Un vivre-ensemble qui se cultive

Lundi 17 mai 2021

Dimanche dernier, c’était la journée mondiale du vivre-ensemble. A cette occasion, nous sommes allés voir comment se passe le vivre-ensemble dans un foyer pour demandeurs de protection internationale. Interview avec Marie Heintz, responsable du foyer d’Esch/Alzette qui accueille une 50aine d’hommes seuls. 

Comment se passe le vivre-ensemble dans le foyer ?

De manière générale, cela se passe plutôt bien. Il faut dire que les personnes sont assez libres et que leur vie se passe plutôt à l’extérieur du foyer. Elles sortent pour travailler, se rendre à leurs cours et pour voir les amis qu’elles ont en dehors du foyer. Les personnes ne sont pas en permanence les unes sur les autres dans le foyer: cela aide beaucoup. Il peut y avoir de temps en temps des tensions dans les dortoirs – ce n’est pas évident de partager des chambres avec d’autres personnes, qui, peut-être, ronflent, se couchent ou se lèvent à d’autres horaires que vous, etc.. Nous intervenons alors comme médiateurs et tentons d’apaiser les esprits en trouvant des solutions même si nous n’avons pas toujours la possibilité de proposer aux personnes de changer de chambre… Le foyer est souvent au complet.

Mais dans l’ensemble cela se passe très bien, surtout entre personnes de la même origine. D’ailleurs, lorsqu’un nouveau arrive au foyer, il est pris en charge par les personnes de sa communauté, qui lui montrent tout, qui lui donnent des conseils, qui font les traductions s’il ne maîtrise pas encore le français, etc. 

Nous remarquons souvent que les résidents restent essentiellement avec les personnes de leur communauté et n’ont pas nécessairement de contact avec les autres. Ce phénomène est certainement dû aux différences de langue qui limitent les échanges. Seules certaines personnes qui sont là depuis longtemps font exception.
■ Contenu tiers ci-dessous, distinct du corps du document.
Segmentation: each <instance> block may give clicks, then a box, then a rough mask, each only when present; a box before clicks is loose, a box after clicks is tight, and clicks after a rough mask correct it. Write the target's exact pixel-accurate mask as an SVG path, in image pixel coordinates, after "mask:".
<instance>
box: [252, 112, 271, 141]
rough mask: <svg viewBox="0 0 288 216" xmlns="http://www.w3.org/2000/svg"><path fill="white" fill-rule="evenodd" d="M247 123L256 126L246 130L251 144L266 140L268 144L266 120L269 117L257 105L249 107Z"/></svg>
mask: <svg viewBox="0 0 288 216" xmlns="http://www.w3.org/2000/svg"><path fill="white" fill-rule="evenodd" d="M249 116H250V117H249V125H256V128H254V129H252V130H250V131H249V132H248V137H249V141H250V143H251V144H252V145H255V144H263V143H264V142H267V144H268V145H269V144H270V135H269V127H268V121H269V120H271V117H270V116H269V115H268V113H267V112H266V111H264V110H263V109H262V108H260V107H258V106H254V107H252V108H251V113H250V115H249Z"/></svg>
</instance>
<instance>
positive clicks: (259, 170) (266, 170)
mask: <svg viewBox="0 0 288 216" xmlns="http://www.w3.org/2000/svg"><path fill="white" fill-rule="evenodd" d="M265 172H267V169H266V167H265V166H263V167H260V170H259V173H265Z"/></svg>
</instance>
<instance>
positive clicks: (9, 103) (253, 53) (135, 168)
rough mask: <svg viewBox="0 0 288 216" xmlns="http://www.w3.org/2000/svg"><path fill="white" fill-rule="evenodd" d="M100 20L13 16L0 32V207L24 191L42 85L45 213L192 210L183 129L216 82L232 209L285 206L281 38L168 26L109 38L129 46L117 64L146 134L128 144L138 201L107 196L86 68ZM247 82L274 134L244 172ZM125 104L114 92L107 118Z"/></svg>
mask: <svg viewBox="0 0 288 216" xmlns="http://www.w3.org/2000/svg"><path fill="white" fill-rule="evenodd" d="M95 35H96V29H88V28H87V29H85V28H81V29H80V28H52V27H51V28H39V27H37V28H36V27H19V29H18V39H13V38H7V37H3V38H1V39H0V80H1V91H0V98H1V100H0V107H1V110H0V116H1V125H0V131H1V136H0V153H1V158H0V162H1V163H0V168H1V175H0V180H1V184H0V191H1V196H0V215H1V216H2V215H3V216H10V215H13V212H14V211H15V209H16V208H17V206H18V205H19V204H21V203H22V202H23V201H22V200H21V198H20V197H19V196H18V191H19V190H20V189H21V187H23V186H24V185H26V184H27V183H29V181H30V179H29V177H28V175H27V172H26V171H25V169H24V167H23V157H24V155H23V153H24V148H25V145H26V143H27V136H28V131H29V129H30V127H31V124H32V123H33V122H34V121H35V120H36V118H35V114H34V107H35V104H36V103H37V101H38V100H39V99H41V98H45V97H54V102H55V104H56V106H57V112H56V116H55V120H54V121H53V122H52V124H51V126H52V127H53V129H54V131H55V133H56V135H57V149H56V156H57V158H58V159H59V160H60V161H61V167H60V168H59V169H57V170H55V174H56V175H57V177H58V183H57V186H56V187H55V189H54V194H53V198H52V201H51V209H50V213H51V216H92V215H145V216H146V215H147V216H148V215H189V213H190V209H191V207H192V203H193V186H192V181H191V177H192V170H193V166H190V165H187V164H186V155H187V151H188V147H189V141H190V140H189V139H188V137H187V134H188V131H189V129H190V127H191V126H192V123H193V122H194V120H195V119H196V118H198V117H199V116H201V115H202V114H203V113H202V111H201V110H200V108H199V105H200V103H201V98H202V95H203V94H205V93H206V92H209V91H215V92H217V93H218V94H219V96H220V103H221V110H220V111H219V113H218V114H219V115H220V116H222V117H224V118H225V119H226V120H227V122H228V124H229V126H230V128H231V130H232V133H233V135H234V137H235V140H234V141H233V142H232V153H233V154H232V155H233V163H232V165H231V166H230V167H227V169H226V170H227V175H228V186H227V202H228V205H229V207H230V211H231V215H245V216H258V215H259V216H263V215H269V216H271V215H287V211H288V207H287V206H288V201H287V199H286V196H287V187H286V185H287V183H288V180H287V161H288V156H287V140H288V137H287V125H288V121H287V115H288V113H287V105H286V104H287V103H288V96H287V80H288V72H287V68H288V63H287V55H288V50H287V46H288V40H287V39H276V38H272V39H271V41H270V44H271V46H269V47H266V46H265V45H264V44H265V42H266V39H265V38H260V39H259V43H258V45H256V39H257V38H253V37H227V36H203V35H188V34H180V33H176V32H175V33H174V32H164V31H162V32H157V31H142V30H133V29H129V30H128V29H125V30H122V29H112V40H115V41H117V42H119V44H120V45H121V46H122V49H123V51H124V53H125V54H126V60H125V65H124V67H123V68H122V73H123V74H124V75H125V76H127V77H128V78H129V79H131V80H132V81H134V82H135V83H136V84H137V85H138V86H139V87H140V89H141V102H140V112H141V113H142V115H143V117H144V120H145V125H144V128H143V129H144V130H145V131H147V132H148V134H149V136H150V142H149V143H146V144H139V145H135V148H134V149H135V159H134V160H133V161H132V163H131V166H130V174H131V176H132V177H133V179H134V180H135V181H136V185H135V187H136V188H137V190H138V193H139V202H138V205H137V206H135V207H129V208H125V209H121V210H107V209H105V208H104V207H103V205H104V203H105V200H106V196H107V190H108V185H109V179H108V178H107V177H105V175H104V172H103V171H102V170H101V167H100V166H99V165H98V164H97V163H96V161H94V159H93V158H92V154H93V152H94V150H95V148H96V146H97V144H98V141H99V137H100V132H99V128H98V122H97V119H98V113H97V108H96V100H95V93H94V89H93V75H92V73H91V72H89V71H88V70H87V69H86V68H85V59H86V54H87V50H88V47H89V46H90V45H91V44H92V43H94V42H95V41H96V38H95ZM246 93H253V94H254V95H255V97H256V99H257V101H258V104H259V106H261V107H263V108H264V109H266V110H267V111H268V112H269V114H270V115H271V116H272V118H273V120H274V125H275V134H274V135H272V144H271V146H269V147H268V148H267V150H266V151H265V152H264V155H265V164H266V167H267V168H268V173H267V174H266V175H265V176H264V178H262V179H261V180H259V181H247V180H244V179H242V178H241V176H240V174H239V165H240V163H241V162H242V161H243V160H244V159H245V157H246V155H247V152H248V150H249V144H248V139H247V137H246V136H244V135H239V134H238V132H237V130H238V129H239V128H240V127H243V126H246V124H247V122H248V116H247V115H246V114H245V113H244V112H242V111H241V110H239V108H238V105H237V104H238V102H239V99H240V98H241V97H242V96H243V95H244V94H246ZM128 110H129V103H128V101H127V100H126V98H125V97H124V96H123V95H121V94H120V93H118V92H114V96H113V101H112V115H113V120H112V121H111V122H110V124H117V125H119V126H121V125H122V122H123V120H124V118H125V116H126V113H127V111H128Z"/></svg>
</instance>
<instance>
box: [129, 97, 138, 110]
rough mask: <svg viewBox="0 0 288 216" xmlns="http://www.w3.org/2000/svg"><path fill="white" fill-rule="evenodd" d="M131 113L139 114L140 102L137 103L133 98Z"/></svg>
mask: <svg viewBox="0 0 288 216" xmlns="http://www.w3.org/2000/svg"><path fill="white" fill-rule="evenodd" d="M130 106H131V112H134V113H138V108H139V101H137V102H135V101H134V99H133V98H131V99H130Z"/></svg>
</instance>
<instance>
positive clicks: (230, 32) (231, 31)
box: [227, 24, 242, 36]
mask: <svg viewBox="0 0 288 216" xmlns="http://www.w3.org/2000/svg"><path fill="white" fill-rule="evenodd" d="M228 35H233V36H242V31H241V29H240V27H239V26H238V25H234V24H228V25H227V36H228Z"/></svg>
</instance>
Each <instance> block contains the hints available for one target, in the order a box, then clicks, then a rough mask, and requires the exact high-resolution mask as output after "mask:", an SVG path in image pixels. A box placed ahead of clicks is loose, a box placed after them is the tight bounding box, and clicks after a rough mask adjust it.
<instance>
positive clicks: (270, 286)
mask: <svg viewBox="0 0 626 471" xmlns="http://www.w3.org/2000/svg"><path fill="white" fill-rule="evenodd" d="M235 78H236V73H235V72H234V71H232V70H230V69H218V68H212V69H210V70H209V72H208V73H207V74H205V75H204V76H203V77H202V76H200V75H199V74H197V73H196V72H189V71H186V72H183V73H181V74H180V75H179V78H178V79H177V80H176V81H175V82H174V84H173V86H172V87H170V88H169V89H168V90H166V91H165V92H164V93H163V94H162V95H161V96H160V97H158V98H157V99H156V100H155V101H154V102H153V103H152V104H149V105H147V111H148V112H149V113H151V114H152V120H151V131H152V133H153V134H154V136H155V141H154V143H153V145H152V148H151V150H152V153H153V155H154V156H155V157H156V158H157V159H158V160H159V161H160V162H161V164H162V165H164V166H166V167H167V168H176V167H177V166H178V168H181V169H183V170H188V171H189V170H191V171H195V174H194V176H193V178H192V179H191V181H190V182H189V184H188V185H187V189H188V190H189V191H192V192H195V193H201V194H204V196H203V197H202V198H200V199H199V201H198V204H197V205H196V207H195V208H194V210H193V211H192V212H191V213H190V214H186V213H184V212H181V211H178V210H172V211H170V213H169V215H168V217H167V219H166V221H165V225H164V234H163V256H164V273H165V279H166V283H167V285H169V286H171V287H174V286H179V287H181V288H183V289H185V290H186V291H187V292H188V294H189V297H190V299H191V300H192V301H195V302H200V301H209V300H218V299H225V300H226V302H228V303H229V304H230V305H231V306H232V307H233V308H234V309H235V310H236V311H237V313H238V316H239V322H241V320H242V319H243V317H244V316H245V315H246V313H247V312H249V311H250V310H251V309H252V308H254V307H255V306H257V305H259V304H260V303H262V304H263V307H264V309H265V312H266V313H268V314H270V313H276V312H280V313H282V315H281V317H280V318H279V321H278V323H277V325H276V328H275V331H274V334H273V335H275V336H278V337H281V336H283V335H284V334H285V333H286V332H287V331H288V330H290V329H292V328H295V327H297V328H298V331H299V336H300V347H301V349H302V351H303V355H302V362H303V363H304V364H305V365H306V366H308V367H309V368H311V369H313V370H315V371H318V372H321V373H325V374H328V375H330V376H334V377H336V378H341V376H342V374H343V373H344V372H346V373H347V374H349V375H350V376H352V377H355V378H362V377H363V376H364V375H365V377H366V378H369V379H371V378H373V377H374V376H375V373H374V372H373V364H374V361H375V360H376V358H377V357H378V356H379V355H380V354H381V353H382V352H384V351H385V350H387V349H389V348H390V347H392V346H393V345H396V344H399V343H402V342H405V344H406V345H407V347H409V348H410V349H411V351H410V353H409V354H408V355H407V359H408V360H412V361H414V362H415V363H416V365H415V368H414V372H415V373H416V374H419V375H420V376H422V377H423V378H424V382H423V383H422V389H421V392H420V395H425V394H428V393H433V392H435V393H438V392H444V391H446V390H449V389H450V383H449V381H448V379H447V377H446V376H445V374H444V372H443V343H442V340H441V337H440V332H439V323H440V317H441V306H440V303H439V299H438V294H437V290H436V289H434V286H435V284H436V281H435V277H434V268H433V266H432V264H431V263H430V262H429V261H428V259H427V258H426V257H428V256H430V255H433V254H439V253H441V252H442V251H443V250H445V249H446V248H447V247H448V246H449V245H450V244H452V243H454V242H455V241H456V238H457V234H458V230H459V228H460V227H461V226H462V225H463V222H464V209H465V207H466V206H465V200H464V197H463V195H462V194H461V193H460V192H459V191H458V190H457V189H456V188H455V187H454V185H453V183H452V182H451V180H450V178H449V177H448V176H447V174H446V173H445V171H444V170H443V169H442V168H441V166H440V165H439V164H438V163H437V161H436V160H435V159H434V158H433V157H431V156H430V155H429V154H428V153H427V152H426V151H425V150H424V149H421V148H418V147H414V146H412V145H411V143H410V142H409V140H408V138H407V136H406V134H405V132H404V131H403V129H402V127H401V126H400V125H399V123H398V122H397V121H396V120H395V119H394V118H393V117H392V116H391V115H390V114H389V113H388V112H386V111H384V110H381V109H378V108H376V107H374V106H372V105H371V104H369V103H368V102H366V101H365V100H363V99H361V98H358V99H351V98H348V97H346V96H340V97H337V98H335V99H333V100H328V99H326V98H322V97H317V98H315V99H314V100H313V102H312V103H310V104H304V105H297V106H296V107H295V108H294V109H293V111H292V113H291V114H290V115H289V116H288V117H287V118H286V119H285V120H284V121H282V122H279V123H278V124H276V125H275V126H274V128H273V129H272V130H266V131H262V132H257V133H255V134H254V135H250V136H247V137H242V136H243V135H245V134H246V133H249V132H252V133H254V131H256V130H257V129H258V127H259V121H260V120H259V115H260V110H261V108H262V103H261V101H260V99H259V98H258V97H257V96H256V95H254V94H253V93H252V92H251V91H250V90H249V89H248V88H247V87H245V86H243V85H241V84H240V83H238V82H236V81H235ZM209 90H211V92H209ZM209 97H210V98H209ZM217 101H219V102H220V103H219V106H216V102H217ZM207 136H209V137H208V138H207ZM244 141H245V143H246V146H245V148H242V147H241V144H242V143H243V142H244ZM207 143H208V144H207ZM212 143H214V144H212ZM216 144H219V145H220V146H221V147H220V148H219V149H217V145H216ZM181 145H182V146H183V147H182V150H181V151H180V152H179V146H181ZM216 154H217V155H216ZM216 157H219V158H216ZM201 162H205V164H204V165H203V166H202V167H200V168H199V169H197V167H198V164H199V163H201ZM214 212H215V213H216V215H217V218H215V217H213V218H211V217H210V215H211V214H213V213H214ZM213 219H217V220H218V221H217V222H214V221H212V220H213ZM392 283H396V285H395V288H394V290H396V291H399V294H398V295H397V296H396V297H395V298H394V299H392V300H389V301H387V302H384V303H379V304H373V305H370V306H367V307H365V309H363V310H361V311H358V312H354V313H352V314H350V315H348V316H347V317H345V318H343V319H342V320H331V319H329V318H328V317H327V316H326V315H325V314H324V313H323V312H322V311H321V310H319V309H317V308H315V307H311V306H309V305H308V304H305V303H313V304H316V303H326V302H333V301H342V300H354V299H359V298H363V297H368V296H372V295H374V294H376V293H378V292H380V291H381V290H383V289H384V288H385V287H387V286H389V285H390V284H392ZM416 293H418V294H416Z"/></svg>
Elles sont souvent des références pour l’ensemble des résidents. 

Nous remarquons également que malgré les différences religieuses, ethniques, culturelles, etc. qui existent, les résidents cohabitent assez bien.

De manière général, il y a une grande solidarité et une grande entraide.  Cette solidarité se voit, par exemple, lorsqu’un des résidents est en difficulté. Il y a toujours quelqu’un pour l’accompagner et l’encourager. Il n’est pas seul.

Et le vivre-ensemble avec la population eschoise ?

Le vivre-ensemble avec la population eschoise se passe très bien aussi. Les habitants d’Esch sont souvent surpris d’apprendre qu’il y a un foyer pour DPI ici. Les résidents sont discrets et sans histoires. 

D’un autre côté, nous faisons tout pour que nos résidents aient des contacts avec la population. Nous avons développé un partenariat avec de nombreuses institutions et associations de la ville (Kulturfabrik, service de l’Egalité, service Jeunesse, la paroisse, l’équipe des Francofolies et de la Nuit de la Culture, Inter-Actions, etc.) et nos résidents vont donner un coup de main lorsque ces dernières organisent des événements comme le Kulturlaf, « Sport, Spill a Spaass », la Journée Jeunesse, la Marche de la Paix, la Nuit de la Culture, le Marché de Noël. L’objectif est qu’ils s’impliquent dans la vie de la commune et se mélangent au reste de la population.  Cela ne peut que leur être bénéfique : ils sortent du foyer, pratiquent la langue, font de nouvelles connaissances, acquièrent de nouvelles compétences, montrent aux gens de quoi ils sont capables, s’ouvrent des perspectives - pourquoi pas de travail -, donnent une belle image des réfugiés et contribuent ainsi à un meilleur vivre-ensemble.